[Severe necrotic and haemorrhagic edema of the upper limbs revealing remitting seronegative symmetrical synovitis with pitting edema].

Background: RS3PE (Remitting Seronegative Symmetrical Synovitis with Pitting Edema) syndrome is characterized by bilateral and symmetrical tenosynovitis of the distal extremities. It occurs with acute onset in older patients aged over 50 years. This heterogeneous entity can be isolated or can reveal various rheumatic diseases and neoplastic conditions. We report a case of RS3PE syndrome associated with unusually severe cutaneous necrotic and haemorrhagic lesions, and revealing malignant monoclonal IgM proliferation.

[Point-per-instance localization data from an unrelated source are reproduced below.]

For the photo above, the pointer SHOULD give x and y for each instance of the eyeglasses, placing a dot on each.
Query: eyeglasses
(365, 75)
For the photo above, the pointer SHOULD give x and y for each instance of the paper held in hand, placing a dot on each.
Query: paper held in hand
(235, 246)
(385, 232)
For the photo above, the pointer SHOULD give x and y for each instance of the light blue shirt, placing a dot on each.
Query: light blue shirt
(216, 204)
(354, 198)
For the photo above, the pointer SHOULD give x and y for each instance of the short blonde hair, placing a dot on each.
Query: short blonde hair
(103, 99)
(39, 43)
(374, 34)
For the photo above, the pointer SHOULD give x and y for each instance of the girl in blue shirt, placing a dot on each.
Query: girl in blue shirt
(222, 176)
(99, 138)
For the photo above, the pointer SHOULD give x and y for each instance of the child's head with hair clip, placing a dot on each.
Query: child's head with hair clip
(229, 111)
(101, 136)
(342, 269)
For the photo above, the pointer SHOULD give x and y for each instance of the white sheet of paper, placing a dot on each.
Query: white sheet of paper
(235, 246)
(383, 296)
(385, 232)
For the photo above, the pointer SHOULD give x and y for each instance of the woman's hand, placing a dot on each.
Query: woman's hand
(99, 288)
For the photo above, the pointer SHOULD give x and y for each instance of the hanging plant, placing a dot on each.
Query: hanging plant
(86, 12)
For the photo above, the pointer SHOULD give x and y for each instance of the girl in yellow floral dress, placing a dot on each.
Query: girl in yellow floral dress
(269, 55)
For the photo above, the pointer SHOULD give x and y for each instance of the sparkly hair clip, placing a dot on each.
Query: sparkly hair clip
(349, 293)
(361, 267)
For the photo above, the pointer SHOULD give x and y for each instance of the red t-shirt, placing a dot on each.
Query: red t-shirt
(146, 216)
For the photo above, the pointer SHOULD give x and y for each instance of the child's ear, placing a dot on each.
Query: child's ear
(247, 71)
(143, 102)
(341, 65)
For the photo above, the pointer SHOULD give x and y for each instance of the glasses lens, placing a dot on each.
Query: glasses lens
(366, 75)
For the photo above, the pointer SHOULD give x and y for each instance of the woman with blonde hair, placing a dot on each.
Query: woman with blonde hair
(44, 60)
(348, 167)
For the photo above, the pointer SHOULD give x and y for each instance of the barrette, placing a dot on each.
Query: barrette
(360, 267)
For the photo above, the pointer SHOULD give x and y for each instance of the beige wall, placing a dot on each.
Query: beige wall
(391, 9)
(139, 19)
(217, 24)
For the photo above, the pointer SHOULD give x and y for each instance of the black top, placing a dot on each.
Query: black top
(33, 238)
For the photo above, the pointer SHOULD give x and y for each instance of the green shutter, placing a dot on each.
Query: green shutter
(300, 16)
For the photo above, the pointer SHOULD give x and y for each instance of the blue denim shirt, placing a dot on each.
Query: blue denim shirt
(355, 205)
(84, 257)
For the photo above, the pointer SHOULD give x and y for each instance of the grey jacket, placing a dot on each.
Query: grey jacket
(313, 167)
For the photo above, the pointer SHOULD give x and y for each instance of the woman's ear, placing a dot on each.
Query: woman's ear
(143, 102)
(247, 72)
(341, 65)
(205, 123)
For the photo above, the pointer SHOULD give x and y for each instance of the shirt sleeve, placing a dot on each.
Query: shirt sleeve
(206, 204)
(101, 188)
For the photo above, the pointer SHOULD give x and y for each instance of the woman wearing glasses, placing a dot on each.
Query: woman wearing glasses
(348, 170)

Case Report: A 62-year-old man was admitted for acute and symmetrical synovitis of both hands and forearms associated with fever and increased acute phase reactants. Severe necrotic and haemorrhagic edema developed simultaneously. Laboratory tests ruled out infectious disease and collagen vascular disorder. Clinical symptoms responded promptly to corticosteroids to reveal severe erosive arthropathy of both wrists. The monoclonal IgM proliferation discovered during the acute phase evolved into a malignant medullary plasmocytosis. After adequate treatment of this proliferation, no haematological, cutaneous or articular relapse occurred during the two-year follow-up period.
Discussion: This type of cutaneous symptoms has never been reported during the course of RS3PE syndrome. It may be supposed that the severity of the initial clinical picture was linked in this patient to the paraneoplastic nature of this.